This is an old topic for me; one that I feel is largely ignored by the SEM community. I asked Jake Baillie of TrueLocal at an SES conference awhile back, and he suggested that breadcrumbs are trouble when it comes to duplicate content no-matter-what, and, of course, I used to work for Barry Schwartz of RustyBrick, who is a big believer in breadcrumbs, but believes that the search engines should just "deal with it." He may have changed his mind, so take it with a grain of salt. Don't quote me.
I tend to agree with Barry, but I'm not sure the search engines do. And I know at least on one of the sites I worked with, we deliberately varied content on each particular instance of a product in each category. It's one of those cases where legitimate sites have to use anti-spam paranoid tactics because of how aggressive spam-associated behavior is being targeted (one of which is duplicate content penalties).
So here is a summary of the ways that we can address the duplicate content issues if we do wish to address it:
a) Using primary categories and "robots.txt" or meta-exclusion.
This is the idea espoused by Dan Thies' in his SEM book as well. The upside is that it's bullet-proof. You will never be penalized by a search engine for having duplicated pages. But there are 2 downsides.
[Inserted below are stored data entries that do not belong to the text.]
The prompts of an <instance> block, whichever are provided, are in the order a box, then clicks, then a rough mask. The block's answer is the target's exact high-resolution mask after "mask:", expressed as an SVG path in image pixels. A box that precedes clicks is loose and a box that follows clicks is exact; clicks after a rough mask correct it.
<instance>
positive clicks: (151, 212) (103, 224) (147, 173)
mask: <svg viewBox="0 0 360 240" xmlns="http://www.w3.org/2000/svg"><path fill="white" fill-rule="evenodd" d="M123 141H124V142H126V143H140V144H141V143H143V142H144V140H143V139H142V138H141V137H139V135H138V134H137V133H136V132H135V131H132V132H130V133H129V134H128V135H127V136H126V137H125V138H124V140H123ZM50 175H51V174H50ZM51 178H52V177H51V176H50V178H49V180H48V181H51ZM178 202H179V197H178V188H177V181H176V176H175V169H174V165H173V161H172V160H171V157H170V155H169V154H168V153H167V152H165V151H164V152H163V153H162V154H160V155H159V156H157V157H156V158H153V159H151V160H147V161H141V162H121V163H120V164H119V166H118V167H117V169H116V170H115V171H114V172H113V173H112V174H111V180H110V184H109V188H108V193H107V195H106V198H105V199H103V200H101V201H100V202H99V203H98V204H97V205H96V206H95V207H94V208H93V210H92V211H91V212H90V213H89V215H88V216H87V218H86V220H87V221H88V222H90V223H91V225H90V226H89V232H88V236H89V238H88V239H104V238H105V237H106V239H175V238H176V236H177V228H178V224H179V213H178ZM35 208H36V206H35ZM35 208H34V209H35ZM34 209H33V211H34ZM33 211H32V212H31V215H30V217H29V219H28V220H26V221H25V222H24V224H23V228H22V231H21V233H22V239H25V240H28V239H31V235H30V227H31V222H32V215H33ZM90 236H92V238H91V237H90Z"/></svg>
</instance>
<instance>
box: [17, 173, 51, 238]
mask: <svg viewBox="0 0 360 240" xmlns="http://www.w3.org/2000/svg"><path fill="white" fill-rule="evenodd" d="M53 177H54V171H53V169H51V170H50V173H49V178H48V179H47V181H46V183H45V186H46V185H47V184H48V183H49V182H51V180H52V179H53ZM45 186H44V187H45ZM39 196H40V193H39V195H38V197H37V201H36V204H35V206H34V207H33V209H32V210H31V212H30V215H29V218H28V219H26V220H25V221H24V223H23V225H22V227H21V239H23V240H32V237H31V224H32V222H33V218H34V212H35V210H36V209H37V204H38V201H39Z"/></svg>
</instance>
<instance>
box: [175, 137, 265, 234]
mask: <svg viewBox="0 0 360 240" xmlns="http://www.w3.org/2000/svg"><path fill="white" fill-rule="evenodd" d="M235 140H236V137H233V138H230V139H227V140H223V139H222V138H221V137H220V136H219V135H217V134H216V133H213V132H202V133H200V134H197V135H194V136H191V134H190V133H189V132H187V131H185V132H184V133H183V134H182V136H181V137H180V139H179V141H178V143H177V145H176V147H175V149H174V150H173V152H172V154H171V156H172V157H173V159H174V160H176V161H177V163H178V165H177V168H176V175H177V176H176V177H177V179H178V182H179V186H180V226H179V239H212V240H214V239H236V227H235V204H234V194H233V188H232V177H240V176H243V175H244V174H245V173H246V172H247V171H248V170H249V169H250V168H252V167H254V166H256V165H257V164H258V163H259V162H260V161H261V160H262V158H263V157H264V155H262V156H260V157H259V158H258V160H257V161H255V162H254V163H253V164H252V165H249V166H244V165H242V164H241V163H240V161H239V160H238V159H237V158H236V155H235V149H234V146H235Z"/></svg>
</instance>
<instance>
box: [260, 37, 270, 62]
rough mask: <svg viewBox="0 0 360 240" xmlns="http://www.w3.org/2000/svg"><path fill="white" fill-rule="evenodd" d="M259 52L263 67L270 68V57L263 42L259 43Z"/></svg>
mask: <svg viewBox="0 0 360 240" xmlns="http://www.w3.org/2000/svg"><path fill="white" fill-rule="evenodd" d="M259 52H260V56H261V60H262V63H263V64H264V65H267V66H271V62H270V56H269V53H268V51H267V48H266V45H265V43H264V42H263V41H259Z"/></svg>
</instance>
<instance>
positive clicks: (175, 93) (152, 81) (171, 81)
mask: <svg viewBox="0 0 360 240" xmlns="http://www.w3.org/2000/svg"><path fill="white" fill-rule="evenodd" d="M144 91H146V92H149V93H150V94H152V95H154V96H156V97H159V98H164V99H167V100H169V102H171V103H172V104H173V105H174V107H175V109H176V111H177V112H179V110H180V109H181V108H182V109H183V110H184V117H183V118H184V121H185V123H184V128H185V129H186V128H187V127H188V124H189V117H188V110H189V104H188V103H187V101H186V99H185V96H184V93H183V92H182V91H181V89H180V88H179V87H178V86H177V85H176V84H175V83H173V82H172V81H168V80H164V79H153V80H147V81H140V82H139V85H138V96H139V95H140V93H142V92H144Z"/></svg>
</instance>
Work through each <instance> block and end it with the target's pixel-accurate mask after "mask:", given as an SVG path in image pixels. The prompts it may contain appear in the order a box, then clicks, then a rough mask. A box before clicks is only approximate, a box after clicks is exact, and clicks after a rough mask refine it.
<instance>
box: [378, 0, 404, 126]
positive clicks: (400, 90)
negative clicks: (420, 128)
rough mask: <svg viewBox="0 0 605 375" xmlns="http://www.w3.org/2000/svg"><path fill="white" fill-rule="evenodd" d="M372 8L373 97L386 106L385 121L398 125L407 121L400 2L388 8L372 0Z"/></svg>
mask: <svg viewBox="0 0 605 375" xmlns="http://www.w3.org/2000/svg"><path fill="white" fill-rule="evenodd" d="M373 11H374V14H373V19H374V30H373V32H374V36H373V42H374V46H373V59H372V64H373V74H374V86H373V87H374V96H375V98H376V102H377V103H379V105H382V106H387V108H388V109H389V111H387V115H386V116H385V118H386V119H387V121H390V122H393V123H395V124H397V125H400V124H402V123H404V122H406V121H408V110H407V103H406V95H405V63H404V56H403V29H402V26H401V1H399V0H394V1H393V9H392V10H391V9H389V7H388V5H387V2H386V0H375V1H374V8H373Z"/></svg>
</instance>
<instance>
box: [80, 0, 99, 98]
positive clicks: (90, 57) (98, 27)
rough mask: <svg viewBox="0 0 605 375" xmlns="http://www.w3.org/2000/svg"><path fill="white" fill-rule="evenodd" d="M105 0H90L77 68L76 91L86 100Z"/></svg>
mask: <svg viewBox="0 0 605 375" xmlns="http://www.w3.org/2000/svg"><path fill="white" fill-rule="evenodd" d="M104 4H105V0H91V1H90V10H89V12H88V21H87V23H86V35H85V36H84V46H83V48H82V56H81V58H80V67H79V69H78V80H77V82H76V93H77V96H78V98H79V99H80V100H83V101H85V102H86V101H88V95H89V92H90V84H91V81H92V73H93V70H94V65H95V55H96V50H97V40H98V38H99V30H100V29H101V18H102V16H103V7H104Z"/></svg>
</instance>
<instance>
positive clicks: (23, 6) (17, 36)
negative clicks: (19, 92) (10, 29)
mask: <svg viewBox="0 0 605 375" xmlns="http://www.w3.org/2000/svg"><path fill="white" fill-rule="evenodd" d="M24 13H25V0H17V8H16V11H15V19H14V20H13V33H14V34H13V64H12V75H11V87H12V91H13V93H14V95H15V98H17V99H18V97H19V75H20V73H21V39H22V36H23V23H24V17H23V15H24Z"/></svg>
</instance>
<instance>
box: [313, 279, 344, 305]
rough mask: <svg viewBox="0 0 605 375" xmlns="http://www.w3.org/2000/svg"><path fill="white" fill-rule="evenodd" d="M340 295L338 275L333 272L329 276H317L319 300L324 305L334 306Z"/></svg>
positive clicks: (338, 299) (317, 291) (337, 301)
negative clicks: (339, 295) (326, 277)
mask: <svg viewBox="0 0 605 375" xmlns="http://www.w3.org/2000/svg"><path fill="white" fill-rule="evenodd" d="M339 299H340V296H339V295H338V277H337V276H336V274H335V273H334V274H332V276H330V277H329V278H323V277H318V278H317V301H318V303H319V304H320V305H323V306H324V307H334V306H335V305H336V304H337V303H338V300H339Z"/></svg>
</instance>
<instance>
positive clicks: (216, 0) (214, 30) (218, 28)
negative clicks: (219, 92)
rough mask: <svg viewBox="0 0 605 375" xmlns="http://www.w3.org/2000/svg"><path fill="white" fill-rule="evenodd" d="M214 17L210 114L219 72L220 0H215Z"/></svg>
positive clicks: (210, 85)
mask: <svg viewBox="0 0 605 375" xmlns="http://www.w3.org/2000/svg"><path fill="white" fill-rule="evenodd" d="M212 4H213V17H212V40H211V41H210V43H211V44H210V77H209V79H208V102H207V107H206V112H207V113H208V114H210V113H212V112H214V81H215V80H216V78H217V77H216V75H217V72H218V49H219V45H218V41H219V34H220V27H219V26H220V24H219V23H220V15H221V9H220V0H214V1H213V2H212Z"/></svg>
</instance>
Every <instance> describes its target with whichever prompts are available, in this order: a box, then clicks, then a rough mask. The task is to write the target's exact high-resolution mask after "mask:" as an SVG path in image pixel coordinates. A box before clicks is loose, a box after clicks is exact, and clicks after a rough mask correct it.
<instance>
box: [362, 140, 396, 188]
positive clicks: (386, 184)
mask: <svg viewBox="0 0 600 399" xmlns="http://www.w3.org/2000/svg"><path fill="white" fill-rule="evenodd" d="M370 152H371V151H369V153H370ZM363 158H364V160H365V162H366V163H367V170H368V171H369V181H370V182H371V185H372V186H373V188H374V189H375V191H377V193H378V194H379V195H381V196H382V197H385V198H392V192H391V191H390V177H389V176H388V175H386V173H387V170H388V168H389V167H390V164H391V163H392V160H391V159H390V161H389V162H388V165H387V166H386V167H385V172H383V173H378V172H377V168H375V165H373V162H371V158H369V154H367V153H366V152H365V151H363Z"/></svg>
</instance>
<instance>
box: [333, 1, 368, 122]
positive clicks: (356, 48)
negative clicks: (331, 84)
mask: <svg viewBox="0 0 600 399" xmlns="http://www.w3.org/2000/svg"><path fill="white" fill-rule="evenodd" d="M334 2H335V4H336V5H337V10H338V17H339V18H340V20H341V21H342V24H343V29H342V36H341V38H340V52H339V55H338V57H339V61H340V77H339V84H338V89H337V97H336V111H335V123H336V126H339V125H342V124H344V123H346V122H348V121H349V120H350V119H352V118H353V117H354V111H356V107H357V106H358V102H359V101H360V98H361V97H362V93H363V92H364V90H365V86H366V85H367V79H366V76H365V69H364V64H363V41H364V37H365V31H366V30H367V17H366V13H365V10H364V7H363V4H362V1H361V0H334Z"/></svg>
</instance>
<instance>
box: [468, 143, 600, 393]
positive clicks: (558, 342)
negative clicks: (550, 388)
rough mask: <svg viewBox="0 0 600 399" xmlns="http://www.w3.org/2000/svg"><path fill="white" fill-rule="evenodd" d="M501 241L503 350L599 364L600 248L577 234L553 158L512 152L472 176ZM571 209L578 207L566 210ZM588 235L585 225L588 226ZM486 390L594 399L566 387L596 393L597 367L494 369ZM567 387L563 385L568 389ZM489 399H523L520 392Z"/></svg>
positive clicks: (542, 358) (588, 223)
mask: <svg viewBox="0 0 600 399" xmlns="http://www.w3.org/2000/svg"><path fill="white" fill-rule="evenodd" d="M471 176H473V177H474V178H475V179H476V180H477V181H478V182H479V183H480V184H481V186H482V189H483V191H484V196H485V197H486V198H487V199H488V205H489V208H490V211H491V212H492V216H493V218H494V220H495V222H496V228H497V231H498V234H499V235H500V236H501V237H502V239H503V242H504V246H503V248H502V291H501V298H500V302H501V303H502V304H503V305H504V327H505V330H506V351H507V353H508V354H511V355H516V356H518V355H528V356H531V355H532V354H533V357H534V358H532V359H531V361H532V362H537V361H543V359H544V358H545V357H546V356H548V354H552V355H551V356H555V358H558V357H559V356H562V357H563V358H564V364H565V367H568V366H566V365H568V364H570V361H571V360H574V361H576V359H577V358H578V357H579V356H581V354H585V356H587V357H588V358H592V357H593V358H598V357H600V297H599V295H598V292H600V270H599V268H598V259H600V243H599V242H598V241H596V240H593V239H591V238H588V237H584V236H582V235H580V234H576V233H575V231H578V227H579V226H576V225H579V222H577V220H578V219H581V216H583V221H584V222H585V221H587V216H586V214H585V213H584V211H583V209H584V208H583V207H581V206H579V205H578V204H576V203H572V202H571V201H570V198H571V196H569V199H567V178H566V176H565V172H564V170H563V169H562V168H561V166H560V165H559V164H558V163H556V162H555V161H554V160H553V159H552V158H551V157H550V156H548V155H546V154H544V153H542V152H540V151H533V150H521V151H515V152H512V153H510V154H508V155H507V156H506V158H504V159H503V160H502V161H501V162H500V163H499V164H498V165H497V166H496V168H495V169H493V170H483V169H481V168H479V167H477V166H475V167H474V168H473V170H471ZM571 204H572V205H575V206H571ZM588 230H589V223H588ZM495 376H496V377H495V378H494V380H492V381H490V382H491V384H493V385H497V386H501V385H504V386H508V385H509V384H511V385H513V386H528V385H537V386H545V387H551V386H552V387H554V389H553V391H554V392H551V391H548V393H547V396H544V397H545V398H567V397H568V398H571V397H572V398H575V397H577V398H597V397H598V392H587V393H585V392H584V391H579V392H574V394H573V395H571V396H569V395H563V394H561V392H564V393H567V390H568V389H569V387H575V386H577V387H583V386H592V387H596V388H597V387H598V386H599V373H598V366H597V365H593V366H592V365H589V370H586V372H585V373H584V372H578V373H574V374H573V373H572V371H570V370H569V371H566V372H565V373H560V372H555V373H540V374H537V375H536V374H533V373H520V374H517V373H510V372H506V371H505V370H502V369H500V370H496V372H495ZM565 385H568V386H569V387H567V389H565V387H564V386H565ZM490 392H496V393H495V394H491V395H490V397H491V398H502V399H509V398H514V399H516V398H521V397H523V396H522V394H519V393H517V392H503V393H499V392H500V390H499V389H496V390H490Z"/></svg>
1) Very often the keywords from your categories (in the title, perhaps under the breadcrumb, or in the "suggested" products) may yield unexpected rankings for what I call "permutation" keywords. Obviously, with this solution, you only get one of the permutations -- the primary one.
2) Users may passively "penalize" you by linking the non-primary page. A link to an excluded page has questionable link-value, arguably none for that page -- but perhaps to the domain in general. Anyone care to comment on this?
b) Changing up the content on the various permutations.
This is the solution I elicited above. Done right this can also work. Remember, spamming is evil :).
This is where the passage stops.